Wednesday, 14 August 2013

Reuniting the Artificial Swarm

Well my Artificial Swarm (AS) was making progress but then I made a mistake and to put it bluntly it all went a bit tits up. The AS technique I'd used involves a Snelgrove board which has six doors paired above and below the central board on three sides,  you manipulate these to filter flying bees back to the colony below. After the first four of five days there should be two doors open, as time goes on you close and open doors so the hive entrance(s) move around the board but you only ever have two doors open one to the colony below and one to the colony above.

The AS seemed to be going well, a queen cell had hatched in there and I figured things were looking peachy. I couldn't find her but that wasn't a surprise she would be quite small and still had to mate anyway. However last week whilst having a look to check on her elusive majesty's progress I found two doors open into the artificial swarm. I suspect one got opened by accident rather than left open in fact but the result seems to have been that they got robbed out. Mature bees from the parent colony below them, Hive2 and the nucleus seem to have gone in and taken all the stored food. Being made up of young bees the AS probably didn't do much by way of defending itself and with no mature bees to bring in new food there was a risk of starvation. I went through all eleven frames seeing lots of slow moving (presumably tired and hungry) workers and drones aimlessly wandering on empty comb and a few dead bees on the crownboard and Snelgrove board.

I was surprised to see some dead drones who appear to have mated and made it back to the hive what was left of their sexual organs protruding from their abdomens. I'm assuming they mated elsewhere and returned to the hive rather than mated in the hive with the queen who hatched who'd be their sister. Normally a queen bee flies further to mate than drones which should ensure she doesn't mate with her brothers yielding inbred bees. These two dead bees are actually very small for drones being about the same size as workers.

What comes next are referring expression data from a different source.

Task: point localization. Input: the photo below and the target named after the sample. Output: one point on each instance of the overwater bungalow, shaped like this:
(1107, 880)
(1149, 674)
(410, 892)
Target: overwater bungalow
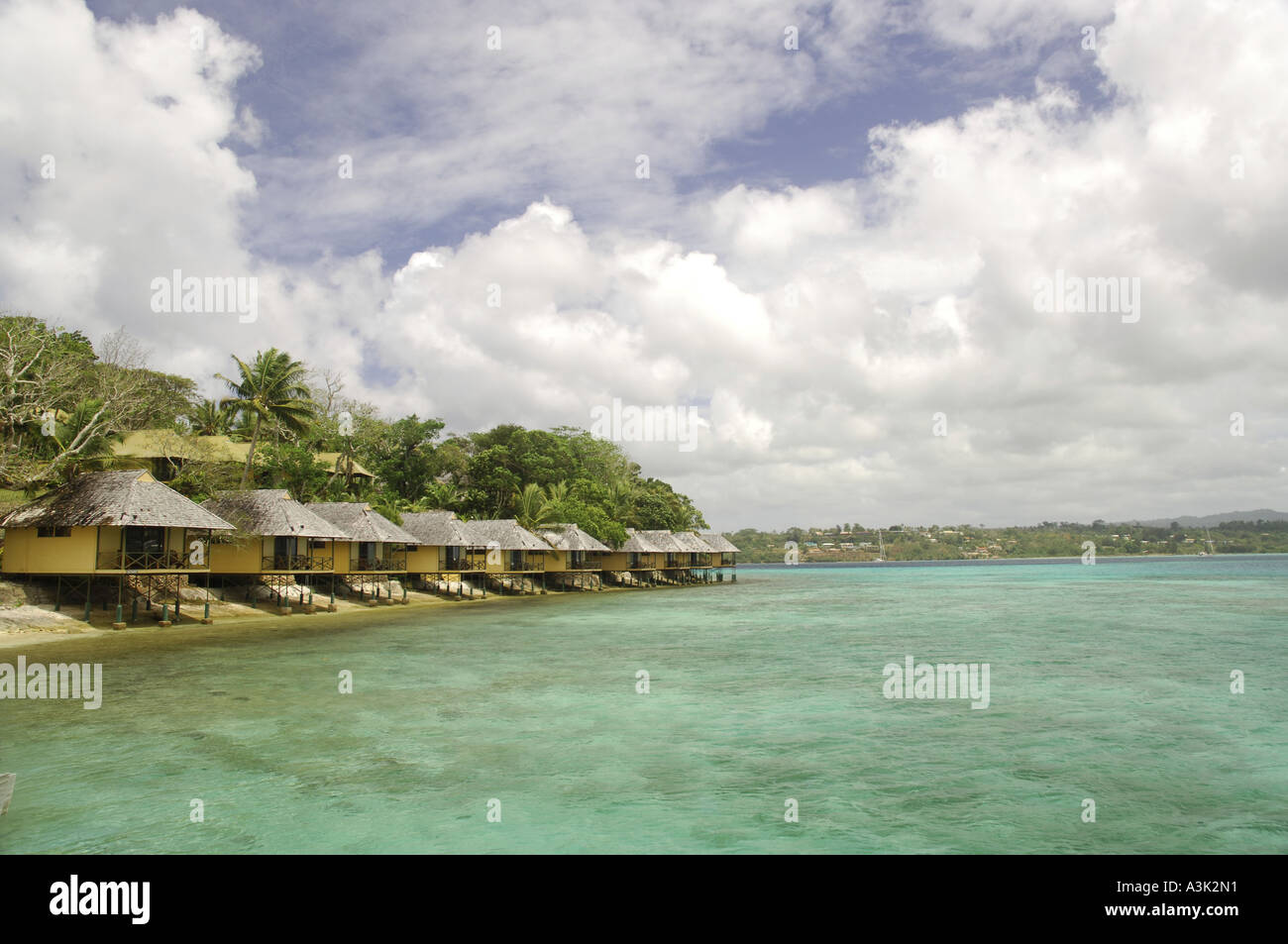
(696, 559)
(279, 543)
(120, 528)
(669, 556)
(446, 553)
(724, 559)
(511, 557)
(374, 550)
(576, 558)
(636, 562)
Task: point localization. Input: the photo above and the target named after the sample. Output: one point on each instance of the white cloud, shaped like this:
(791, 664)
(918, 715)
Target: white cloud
(824, 323)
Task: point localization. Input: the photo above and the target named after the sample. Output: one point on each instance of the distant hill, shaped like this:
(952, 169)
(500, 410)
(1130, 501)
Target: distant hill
(1211, 520)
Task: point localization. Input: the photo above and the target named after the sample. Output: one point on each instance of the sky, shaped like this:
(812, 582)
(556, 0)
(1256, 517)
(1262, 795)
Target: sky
(835, 231)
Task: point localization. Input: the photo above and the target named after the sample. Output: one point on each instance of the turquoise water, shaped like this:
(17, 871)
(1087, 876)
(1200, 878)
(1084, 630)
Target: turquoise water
(1109, 682)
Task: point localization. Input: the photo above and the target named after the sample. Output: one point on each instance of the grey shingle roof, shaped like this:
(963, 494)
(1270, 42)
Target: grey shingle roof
(662, 541)
(124, 497)
(506, 533)
(570, 537)
(639, 543)
(692, 543)
(437, 528)
(271, 511)
(719, 543)
(360, 522)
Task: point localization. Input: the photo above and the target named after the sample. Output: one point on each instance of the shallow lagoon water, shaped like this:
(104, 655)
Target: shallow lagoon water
(1108, 682)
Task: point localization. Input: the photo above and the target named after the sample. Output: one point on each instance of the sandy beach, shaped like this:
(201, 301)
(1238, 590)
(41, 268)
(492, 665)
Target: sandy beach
(35, 625)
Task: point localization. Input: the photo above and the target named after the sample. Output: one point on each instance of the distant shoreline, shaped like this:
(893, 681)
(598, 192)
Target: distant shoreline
(982, 562)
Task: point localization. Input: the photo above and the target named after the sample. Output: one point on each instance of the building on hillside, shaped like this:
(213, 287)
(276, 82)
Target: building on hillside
(163, 452)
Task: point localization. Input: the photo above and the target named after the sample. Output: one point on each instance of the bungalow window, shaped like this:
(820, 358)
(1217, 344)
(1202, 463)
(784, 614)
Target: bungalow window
(145, 540)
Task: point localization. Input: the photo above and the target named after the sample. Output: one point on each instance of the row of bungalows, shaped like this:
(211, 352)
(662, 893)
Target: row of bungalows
(123, 535)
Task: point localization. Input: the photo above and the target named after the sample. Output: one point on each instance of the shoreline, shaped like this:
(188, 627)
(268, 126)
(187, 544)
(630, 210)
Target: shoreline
(67, 629)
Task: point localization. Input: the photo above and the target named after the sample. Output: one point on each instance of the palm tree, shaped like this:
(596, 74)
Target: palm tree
(211, 417)
(532, 506)
(439, 494)
(621, 501)
(271, 387)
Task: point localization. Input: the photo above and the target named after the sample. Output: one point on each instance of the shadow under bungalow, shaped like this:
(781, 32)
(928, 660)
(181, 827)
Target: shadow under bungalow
(124, 543)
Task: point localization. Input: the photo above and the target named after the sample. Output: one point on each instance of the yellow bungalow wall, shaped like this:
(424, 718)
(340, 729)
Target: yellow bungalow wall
(25, 553)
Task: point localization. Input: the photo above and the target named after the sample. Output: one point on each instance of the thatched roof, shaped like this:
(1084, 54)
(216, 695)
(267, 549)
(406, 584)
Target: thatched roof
(273, 513)
(639, 543)
(506, 533)
(127, 497)
(165, 443)
(719, 543)
(438, 530)
(570, 537)
(360, 522)
(692, 543)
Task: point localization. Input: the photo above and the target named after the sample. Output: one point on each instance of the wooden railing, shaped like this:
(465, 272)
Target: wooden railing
(393, 562)
(145, 561)
(295, 562)
(523, 566)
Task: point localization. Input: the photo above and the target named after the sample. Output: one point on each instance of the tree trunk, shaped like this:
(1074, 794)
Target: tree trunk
(250, 454)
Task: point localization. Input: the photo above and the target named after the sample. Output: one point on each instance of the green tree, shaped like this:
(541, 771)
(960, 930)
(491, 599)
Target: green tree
(269, 387)
(211, 417)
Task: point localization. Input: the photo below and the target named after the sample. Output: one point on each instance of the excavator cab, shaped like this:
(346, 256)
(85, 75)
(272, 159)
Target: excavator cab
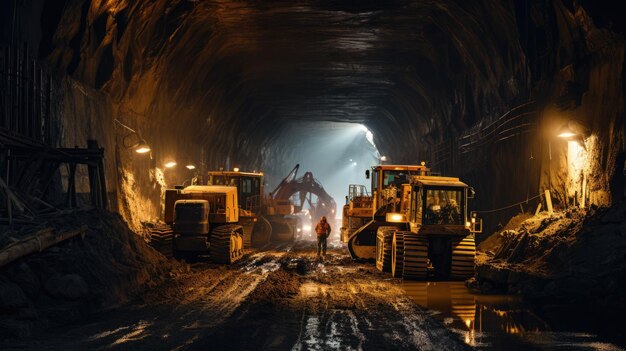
(440, 239)
(388, 196)
(205, 220)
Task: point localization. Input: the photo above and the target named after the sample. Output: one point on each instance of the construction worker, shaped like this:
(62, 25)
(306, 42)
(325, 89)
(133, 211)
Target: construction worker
(323, 232)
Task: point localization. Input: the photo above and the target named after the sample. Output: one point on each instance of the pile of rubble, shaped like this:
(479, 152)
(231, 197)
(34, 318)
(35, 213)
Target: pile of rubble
(101, 268)
(567, 257)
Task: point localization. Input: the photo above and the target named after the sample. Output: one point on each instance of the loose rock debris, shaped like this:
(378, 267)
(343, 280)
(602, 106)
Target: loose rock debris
(279, 299)
(568, 257)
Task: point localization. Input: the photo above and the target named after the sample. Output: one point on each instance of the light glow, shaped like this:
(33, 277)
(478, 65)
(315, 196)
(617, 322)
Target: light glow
(142, 149)
(395, 217)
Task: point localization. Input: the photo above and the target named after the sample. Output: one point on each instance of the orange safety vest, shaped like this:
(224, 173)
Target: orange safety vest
(322, 228)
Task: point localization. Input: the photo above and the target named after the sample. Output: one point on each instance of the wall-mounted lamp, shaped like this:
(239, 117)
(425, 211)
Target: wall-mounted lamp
(140, 146)
(574, 130)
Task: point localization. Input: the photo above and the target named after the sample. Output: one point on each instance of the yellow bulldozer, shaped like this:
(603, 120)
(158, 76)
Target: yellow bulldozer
(420, 228)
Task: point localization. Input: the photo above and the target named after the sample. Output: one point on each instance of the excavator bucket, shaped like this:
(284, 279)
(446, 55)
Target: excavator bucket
(362, 243)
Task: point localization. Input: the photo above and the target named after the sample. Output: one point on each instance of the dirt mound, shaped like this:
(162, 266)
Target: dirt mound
(278, 285)
(567, 257)
(78, 276)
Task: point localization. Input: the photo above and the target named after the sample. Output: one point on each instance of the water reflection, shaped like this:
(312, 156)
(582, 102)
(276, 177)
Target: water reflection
(496, 322)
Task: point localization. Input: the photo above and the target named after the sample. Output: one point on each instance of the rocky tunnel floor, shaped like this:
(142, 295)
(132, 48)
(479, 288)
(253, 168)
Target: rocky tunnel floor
(283, 298)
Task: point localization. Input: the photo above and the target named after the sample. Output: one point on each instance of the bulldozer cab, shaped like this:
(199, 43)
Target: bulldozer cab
(388, 180)
(249, 187)
(221, 200)
(439, 205)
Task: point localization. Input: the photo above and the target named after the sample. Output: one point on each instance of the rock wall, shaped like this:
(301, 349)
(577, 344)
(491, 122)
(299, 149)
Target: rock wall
(213, 83)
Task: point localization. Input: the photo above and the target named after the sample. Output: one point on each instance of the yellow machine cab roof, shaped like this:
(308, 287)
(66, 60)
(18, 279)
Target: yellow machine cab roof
(234, 174)
(439, 181)
(211, 189)
(401, 167)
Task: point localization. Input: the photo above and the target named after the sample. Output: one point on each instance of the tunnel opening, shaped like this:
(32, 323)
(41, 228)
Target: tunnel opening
(336, 87)
(337, 153)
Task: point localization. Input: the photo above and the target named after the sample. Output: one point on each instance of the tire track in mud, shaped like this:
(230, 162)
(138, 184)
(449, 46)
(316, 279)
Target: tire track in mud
(339, 305)
(172, 317)
(280, 299)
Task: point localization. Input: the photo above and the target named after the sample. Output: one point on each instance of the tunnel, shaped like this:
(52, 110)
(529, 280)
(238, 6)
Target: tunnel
(121, 120)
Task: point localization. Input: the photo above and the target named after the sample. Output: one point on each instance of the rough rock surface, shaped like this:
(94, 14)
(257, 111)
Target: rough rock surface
(568, 257)
(78, 276)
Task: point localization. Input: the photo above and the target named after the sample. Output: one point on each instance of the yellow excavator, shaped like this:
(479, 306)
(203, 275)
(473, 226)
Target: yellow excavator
(422, 227)
(364, 213)
(205, 219)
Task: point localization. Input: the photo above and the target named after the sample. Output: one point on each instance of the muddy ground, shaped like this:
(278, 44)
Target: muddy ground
(282, 298)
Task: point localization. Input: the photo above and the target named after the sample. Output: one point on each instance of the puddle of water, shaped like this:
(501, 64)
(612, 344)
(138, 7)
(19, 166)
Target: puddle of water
(503, 322)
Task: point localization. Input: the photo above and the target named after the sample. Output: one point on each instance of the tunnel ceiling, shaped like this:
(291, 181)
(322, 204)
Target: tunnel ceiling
(412, 71)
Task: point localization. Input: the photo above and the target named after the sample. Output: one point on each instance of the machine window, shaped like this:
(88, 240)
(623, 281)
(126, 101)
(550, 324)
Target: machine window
(443, 206)
(395, 177)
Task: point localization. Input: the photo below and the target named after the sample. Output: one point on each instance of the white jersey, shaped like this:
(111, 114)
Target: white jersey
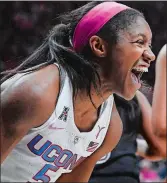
(57, 146)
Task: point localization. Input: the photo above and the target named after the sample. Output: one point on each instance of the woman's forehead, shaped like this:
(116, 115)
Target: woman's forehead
(140, 28)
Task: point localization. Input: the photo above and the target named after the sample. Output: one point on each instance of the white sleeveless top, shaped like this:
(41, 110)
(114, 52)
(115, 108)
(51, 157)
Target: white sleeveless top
(57, 146)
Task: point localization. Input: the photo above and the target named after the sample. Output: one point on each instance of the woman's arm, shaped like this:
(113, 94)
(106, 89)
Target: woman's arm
(23, 106)
(83, 171)
(154, 148)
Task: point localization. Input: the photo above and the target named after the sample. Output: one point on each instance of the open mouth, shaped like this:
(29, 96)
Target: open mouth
(137, 73)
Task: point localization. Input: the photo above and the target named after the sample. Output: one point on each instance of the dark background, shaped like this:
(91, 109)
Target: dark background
(23, 25)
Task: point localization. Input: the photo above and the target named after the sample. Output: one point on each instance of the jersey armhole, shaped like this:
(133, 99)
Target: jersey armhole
(62, 75)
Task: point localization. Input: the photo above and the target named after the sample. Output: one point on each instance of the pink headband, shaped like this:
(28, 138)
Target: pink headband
(93, 21)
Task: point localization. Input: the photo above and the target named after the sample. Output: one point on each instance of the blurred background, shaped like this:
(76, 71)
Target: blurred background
(24, 25)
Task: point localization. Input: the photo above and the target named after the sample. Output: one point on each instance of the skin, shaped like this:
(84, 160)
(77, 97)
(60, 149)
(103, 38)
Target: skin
(131, 48)
(159, 96)
(156, 147)
(35, 89)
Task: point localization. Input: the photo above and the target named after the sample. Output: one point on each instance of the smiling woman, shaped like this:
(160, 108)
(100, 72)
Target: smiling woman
(84, 60)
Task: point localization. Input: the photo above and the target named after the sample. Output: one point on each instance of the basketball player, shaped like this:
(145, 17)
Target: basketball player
(159, 96)
(121, 165)
(58, 114)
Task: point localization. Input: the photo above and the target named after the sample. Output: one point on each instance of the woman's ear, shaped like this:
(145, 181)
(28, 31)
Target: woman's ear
(98, 46)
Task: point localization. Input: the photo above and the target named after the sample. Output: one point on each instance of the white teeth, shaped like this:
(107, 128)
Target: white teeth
(141, 69)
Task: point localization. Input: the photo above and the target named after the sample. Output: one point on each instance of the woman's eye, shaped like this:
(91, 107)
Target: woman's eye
(141, 42)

If these were human this image wouldn't be safe for work

I closed up the box and made up some thin sugar syrup which I then poured into a frame of empty comb so the workers could immediately start distributing it amongst themselves then closed up the hive. I couldn't see any sign of the queen, she may have been in there or she may have been killed during the robbing or lost as a result of manipulating th Snelgrove's doors. I later put a small feeder in an empty super above the AS to give them something to eat and decided to unite them back to the parent colony.

There's a few different ways to unite different bee colonies and the aim is to minimise fighting between them. I initially chose the newspaper method which is probably the most common and probably one of the simplest. Basically you slip a sheet of newspaper above the stronger of the two colonies and put the weaker one on top of that. In theory the bees will nibble through the newspaper and by the time they're through will have made enough contact with the bees in the other colony to consider them part of the same colony. Once united you then open the boxes and choose your eleven best frames to remain and remove the rest or go with a double brood colony.

Two colonies meeting over (and under) a newspaper
After 5 days the bees didn't seem to be taking any interest in the newspaper so I decided to speed things along by going to plan B. Plan B was what I think I'll call the Peppermint Technique. It's quicker than newspaper but probably more disruptive for the bees. Rather than waiting for the bees to gradually make contact by nibbling through paper you spray them with a peppermint spray and put the frames and bees from the one hive directly into the other. The spray obscures their scent and gives them something to do as they lick it off. By the time they've finished licking the spray the two colonies are used to each other.

The former David A. Cushman whose encyclopedic beekeeping website remains a handy resource notes he used to use a water spray with a Fox's Glacier Mint dissolved in it for this purpose. I made up some 1:1 syrup and mixed in a few drops of peppermint essential oil, I then decided it was too thick to spray and watered it down a lot.

I went out to the hives with a spare brood box to house the frames I'd be removing and my peppermint spray. I whipped off the artificial swarm it it's box and discovered I'd been a little quick to give up on Plan A. the bees had started chewing through the newspaper. Ah well next time I'll remember: more patience and less work.

Like myself, the bees were unimpressed with my colleague's choice of reading material
Going through the original brood box I removed 6 frames to the spare and the five remaining ones I pulled out and misted on both sides with the peppermint solution. I pulled five frames from the AS -the ones with the most bees on and stored syrup and misted them too before popping them in the original brood box. Bees left on the unused frames were shaken off and misted with peppermint then I put a crownboard on top of the brood box and a contact feeder with some 1:1 syrup in it to give them something to do and replaced the roof.

Combined colony and spare frames.
I now have 11 spare commercial sized frames some drawn and some not. I'll need to pop them into storage safe from wax moth at some point. Although I'm going to need some of them when I move the captured swarm from the nuc to a full sized brood box.